Figure 1 shows an example of the diffusion process of CMDD. We assume α = 0.8 and Inf _v is the degree of node v. Initially at t = 0, one seed v ₆ is activated. At step t = 1, v ₆ tries to activate its inactive neighbors with probabilities $ p_{{v_{1} }}^{1} = 0.308 $, $ p_{{v_{3} }}^{1} = 0.267 $, $ p_{{v_{7} }}^{1} = 0.4 $ and $ P_{{v_{8} }}^{1} = 0.4 $ respectively. At step t = 2, v ₁ and v ₇ are randomly activated, but v ₃ and v ₈ are inactive, and then the activated probabilities of v ₂, v ₃ and v ₈ are $ p_{{v_{2} }}^{2} = 0.375 $, $ p_{{v_{3} }}^{2} = 0.547 $ and $ p_{{v_{8} }}^{2} = 0.32 $. Similarly, we can obtain the activated probabilities of nodes at step t = 3.
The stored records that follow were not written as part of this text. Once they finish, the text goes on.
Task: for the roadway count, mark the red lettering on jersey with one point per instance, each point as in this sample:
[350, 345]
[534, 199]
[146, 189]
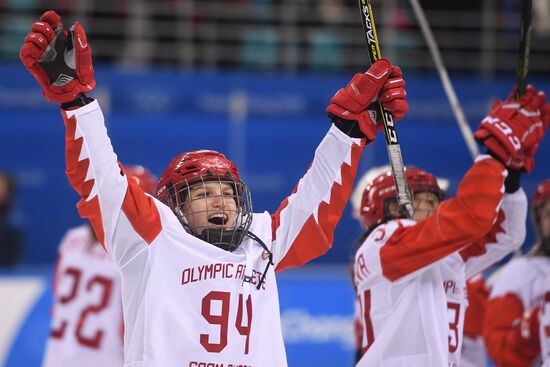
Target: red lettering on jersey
[226, 273]
[185, 276]
[361, 271]
[217, 269]
[240, 271]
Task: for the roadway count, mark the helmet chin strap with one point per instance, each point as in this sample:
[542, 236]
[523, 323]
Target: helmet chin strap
[228, 240]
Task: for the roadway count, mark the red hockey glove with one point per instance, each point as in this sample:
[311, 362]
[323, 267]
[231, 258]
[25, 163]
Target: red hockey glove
[59, 59]
[513, 129]
[382, 81]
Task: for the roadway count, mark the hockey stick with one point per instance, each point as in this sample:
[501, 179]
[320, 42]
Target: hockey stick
[524, 47]
[447, 86]
[392, 143]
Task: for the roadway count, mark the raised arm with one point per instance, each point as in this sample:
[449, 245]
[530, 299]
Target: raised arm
[61, 62]
[511, 132]
[303, 226]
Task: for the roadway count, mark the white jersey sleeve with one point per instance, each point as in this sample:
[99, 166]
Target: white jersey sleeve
[303, 226]
[109, 201]
[507, 235]
[187, 302]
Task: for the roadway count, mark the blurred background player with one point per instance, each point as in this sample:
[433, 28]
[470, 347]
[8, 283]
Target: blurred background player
[511, 327]
[87, 324]
[11, 236]
[411, 275]
[198, 268]
[473, 349]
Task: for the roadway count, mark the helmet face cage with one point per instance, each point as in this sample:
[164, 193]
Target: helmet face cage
[381, 193]
[214, 214]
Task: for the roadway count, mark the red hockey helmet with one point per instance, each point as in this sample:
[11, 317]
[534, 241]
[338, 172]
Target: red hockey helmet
[540, 196]
[197, 168]
[381, 190]
[145, 179]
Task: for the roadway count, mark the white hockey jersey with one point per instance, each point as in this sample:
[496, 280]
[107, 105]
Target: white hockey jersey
[86, 325]
[411, 277]
[520, 286]
[186, 302]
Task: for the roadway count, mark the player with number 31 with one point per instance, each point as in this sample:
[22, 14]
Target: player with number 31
[410, 275]
[198, 268]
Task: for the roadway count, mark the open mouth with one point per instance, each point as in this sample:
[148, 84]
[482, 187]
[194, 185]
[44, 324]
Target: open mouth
[218, 219]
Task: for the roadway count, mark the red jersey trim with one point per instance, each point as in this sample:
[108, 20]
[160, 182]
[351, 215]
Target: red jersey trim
[315, 239]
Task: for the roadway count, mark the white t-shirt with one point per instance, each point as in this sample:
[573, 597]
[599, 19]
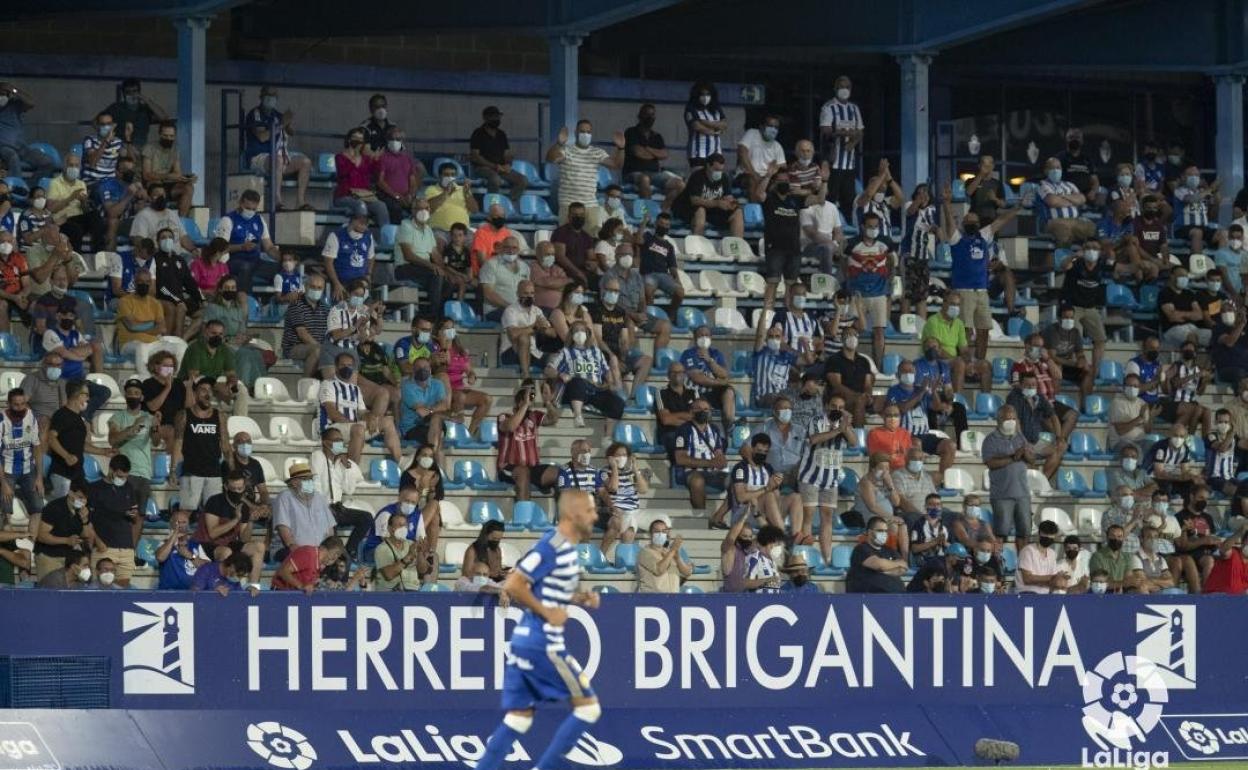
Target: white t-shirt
[761, 151]
[825, 217]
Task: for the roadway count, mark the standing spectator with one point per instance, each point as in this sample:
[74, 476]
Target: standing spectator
[1063, 201]
[200, 441]
[14, 150]
[644, 152]
[578, 169]
[162, 166]
[130, 433]
[840, 125]
[1038, 572]
[491, 156]
[451, 201]
[874, 567]
[1007, 453]
[270, 131]
[112, 516]
[355, 191]
[248, 236]
[708, 199]
[705, 122]
[398, 175]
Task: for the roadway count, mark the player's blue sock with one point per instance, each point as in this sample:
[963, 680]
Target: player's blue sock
[498, 746]
[564, 739]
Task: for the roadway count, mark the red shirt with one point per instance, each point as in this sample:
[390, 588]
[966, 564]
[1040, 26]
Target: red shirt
[519, 448]
[352, 175]
[306, 560]
[894, 443]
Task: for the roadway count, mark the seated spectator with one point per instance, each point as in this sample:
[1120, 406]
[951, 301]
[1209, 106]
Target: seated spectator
[140, 317]
[164, 166]
[708, 199]
[518, 454]
[874, 567]
[623, 487]
[75, 573]
[527, 333]
[491, 155]
[487, 550]
[501, 278]
[180, 555]
[1130, 416]
[337, 478]
[1063, 201]
[660, 567]
[343, 407]
[699, 458]
[398, 175]
[709, 377]
[210, 358]
[1038, 572]
[587, 380]
[451, 202]
[1182, 316]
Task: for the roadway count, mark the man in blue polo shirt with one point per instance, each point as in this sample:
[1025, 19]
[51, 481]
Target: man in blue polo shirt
[247, 233]
[348, 253]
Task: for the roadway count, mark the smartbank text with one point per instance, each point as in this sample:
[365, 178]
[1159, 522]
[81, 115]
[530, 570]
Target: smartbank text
[337, 648]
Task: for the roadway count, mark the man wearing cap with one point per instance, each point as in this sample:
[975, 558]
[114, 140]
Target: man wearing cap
[301, 514]
[799, 575]
[491, 155]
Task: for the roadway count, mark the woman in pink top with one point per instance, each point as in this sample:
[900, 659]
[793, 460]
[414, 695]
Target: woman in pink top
[356, 190]
[211, 266]
[452, 363]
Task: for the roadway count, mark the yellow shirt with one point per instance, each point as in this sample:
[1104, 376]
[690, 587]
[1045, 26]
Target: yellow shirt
[456, 210]
[139, 310]
[59, 190]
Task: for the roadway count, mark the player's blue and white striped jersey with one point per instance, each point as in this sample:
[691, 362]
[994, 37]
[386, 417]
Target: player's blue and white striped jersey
[554, 570]
[18, 441]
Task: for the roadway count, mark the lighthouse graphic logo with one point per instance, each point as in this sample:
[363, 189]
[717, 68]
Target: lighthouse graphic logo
[157, 652]
[1168, 642]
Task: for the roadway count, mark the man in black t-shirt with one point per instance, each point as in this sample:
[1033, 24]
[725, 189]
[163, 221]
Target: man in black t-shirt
[644, 152]
[706, 200]
[491, 155]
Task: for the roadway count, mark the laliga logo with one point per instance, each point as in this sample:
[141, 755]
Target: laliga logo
[1122, 698]
[280, 746]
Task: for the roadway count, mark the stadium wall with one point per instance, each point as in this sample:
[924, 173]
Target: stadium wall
[685, 682]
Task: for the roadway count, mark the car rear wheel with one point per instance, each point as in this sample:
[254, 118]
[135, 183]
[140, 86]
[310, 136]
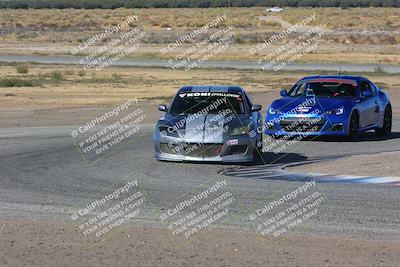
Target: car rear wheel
[354, 126]
[386, 130]
[258, 148]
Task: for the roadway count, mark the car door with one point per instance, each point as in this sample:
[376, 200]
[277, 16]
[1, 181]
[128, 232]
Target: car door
[367, 105]
[375, 113]
[255, 115]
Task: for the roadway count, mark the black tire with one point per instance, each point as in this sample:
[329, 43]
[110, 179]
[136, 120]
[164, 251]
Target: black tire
[354, 126]
[386, 130]
[258, 148]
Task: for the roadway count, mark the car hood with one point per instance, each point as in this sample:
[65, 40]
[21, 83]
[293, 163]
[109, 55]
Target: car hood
[210, 128]
[304, 105]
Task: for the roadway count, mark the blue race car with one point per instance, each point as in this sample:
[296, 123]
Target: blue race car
[330, 105]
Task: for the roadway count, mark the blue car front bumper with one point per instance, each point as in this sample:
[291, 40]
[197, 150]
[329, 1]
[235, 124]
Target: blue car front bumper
[306, 124]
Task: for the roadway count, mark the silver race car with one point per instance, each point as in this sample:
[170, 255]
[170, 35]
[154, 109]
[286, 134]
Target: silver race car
[209, 123]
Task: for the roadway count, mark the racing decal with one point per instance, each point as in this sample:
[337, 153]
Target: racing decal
[209, 94]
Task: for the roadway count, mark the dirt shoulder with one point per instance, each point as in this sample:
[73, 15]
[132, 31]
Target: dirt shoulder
[48, 242]
[385, 164]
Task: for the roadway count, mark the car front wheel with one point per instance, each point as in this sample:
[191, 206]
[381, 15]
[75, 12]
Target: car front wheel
[386, 130]
[354, 126]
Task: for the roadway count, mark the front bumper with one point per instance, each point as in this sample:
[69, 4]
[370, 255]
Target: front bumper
[313, 125]
[235, 149]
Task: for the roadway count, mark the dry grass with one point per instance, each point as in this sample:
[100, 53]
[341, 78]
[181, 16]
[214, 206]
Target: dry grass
[115, 85]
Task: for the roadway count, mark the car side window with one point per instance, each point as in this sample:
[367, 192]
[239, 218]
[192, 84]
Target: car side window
[364, 86]
[373, 88]
[248, 101]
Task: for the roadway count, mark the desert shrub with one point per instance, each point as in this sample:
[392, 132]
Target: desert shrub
[81, 73]
[18, 82]
[56, 75]
[22, 68]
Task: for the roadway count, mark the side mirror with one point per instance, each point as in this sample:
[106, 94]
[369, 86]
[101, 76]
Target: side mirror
[163, 108]
[256, 108]
[283, 93]
[366, 93]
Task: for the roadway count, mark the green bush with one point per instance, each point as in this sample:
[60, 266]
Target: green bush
[81, 73]
[22, 68]
[17, 82]
[56, 75]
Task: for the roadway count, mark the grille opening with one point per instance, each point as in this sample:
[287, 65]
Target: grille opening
[236, 150]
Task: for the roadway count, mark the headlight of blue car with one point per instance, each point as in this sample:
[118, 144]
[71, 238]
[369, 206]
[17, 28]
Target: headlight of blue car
[240, 131]
[336, 111]
[166, 130]
[272, 110]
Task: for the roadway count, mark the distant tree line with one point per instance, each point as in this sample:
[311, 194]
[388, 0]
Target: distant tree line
[111, 4]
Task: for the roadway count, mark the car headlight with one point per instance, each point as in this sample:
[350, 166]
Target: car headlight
[336, 111]
[272, 110]
[241, 131]
[166, 130]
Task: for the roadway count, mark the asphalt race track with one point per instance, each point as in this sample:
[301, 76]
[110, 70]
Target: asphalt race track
[42, 174]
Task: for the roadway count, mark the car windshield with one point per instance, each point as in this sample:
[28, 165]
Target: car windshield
[207, 103]
[323, 89]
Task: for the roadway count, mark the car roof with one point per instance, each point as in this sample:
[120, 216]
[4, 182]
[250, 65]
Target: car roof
[341, 77]
[211, 88]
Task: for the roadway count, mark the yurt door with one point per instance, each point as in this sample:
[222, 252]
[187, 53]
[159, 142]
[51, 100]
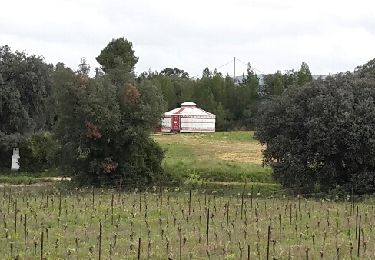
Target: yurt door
[175, 123]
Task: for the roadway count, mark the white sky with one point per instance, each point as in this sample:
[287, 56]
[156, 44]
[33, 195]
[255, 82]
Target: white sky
[330, 35]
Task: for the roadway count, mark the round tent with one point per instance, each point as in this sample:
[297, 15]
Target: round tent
[188, 118]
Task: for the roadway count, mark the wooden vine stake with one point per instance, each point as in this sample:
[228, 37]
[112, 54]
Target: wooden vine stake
[268, 242]
[100, 240]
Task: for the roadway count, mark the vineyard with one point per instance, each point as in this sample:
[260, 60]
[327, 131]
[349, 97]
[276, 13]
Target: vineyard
[47, 223]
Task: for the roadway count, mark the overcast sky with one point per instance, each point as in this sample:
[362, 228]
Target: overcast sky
[331, 36]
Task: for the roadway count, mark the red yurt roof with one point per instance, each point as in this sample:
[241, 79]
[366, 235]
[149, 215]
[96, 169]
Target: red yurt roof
[189, 109]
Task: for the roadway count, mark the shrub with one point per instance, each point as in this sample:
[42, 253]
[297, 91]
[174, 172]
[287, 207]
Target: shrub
[320, 137]
[37, 152]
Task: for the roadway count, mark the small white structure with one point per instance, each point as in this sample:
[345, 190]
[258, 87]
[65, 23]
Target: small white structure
[188, 118]
[15, 159]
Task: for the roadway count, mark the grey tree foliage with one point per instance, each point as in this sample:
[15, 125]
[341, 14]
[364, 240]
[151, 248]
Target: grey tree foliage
[320, 136]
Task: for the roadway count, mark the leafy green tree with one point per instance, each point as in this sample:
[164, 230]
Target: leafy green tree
[304, 74]
[274, 84]
[105, 123]
[319, 137]
[118, 54]
[25, 91]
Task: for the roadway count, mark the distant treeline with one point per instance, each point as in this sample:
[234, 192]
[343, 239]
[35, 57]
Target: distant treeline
[233, 101]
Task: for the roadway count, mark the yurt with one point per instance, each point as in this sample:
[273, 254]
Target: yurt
[188, 119]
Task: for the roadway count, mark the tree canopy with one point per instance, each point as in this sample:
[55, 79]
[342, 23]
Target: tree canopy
[26, 85]
[320, 136]
[104, 123]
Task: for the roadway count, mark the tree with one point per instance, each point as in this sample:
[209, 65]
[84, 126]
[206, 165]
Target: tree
[105, 122]
[274, 84]
[24, 95]
[319, 136]
[304, 74]
[118, 53]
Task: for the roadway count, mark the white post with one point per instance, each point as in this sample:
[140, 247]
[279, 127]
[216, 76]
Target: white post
[15, 160]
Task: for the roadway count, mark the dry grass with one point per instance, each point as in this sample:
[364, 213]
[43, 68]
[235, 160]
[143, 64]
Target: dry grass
[225, 149]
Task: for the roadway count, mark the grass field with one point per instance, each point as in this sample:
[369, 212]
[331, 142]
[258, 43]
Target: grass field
[41, 223]
[227, 208]
[215, 157]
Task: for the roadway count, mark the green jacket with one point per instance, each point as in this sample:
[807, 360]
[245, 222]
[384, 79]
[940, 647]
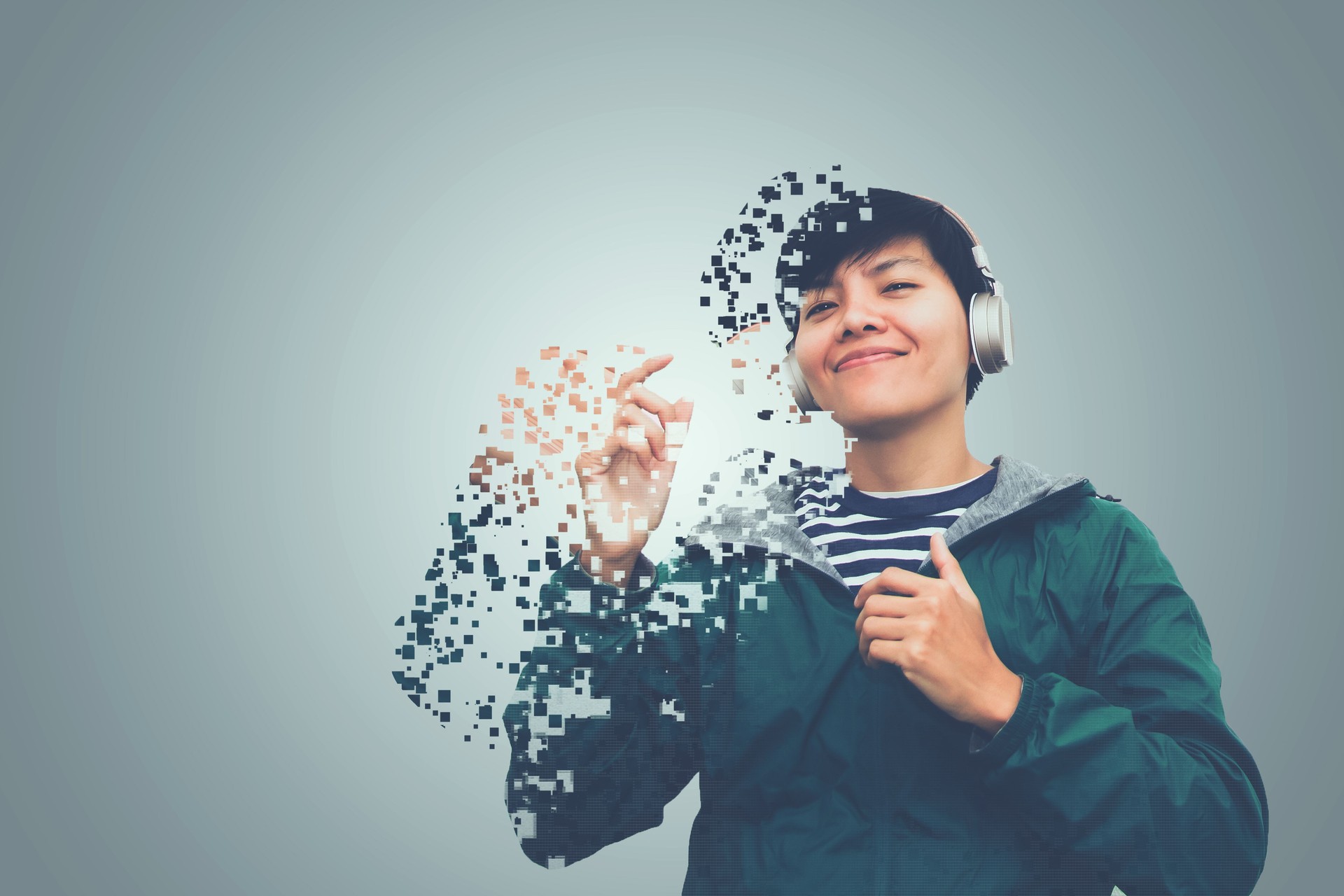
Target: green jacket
[823, 776]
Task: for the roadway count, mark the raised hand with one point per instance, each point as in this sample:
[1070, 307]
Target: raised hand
[628, 479]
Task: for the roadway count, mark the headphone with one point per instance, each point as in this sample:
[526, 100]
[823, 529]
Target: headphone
[991, 327]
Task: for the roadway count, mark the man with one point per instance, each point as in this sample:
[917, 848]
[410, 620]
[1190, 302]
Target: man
[918, 675]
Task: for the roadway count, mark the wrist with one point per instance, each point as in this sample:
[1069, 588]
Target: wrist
[1002, 703]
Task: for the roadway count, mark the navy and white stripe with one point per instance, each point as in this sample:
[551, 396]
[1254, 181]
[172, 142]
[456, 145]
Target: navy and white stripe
[866, 532]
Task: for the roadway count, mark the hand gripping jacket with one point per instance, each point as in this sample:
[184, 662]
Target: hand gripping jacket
[822, 776]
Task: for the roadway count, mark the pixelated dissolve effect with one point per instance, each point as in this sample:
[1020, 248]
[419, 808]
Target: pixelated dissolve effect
[523, 482]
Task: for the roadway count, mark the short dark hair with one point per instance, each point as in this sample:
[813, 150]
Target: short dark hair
[818, 246]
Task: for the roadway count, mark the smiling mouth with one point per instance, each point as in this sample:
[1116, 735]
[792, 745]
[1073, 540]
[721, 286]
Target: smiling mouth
[869, 359]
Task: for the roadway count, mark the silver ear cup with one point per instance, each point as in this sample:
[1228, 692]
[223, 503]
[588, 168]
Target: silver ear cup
[802, 394]
[991, 332]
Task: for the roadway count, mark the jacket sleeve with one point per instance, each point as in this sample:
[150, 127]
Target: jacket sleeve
[1133, 764]
[604, 726]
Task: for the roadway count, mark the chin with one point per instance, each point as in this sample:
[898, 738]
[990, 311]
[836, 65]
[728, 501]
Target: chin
[875, 418]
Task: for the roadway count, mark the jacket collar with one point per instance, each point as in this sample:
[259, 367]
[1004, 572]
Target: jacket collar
[771, 523]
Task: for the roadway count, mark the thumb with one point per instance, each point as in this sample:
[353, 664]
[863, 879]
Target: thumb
[948, 567]
[676, 428]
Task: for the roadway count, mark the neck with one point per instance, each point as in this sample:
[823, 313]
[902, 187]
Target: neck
[917, 454]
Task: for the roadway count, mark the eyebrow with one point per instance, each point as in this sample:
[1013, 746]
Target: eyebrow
[889, 264]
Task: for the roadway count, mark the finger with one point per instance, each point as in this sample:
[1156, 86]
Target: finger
[651, 402]
[641, 372]
[632, 431]
[597, 461]
[680, 424]
[891, 580]
[890, 652]
[641, 421]
[881, 629]
[948, 567]
[891, 608]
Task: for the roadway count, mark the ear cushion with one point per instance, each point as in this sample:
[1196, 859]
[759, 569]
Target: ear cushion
[991, 332]
[793, 377]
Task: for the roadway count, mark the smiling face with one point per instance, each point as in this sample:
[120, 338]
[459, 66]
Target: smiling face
[888, 343]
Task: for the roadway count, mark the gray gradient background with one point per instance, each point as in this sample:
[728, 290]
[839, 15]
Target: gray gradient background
[264, 269]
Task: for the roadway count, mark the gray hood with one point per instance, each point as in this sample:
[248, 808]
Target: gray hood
[769, 520]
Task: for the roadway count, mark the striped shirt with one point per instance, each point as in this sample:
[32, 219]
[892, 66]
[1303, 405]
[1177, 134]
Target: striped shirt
[866, 532]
4 Maximizing Influence Spread Under CMDD

In this section, we define the objective function of influence maximization problem under the CMDD, which is NP-hard. Then, we show that the objective function is monotone and submodular, which leads to a greedy approximation based on the theory given by Nemhauser et al. [11].

4.1 Objective Function of Influence Maximization Problem

The influence maximization problem is an optimal problem, in which given a graph G = (V, E), the number of the seed k, we want to find a seed set S of the size k such that the expected number of nodes is maximized. Now, we first consider the objective function of influence maximization problem.

At step t = 0, A ₀(S) = S, the expected activated value of influence maximization under the CMDD is E _t=0(S) = A ₀(S). We can obtain the expected activated value at step t as follows:

$$ E_{t} (S) = \alpha \times E_{t - 1} (S) + \sum\limits_{{i \in V\backslash A_{t - 1} (S)}} {\frac{{\sum\limits_{{k \in A_{t - 1} (S) \cap N(i)}} {Inf_{k} } }}{{Inf_{i} + \sum\limits_{j \in N(i)} {inf_{j} } }}} $$

(2)

The overall expected activated values in t steps is equal to the sum of the expected activated value with t steps, that is,

$$ E(S) = \sum\limits_{t = 0}^{t} {E_{t} } (S) = \sum\limits_{t = 0}^{t} {(\alpha \times E_{t - 1} (S) + \sum\limits_{{i \in V\backslash A_{t - 1} (S)}} {\frac{{\sum\limits_{{k \in A_{t - 1} (S) \cap N(i)}} {Inf_{k} } }}{{Inf_{i} + \sum\limits_{j \in N(i)} {inf_{j} } }}} } ) $$

(3)

To select the optimal seed set to maximize the influence spread with the objective function and under the CMDD is NP-hard. We can prove the monotonicity and submodularity of the objective function.

Obviously, we have

$$ E_{t} (S \cup \left\{ u \right\}) \ge E_{t} \left( S \right) $$

(4)

Thus, the objective function E(S) is monotone.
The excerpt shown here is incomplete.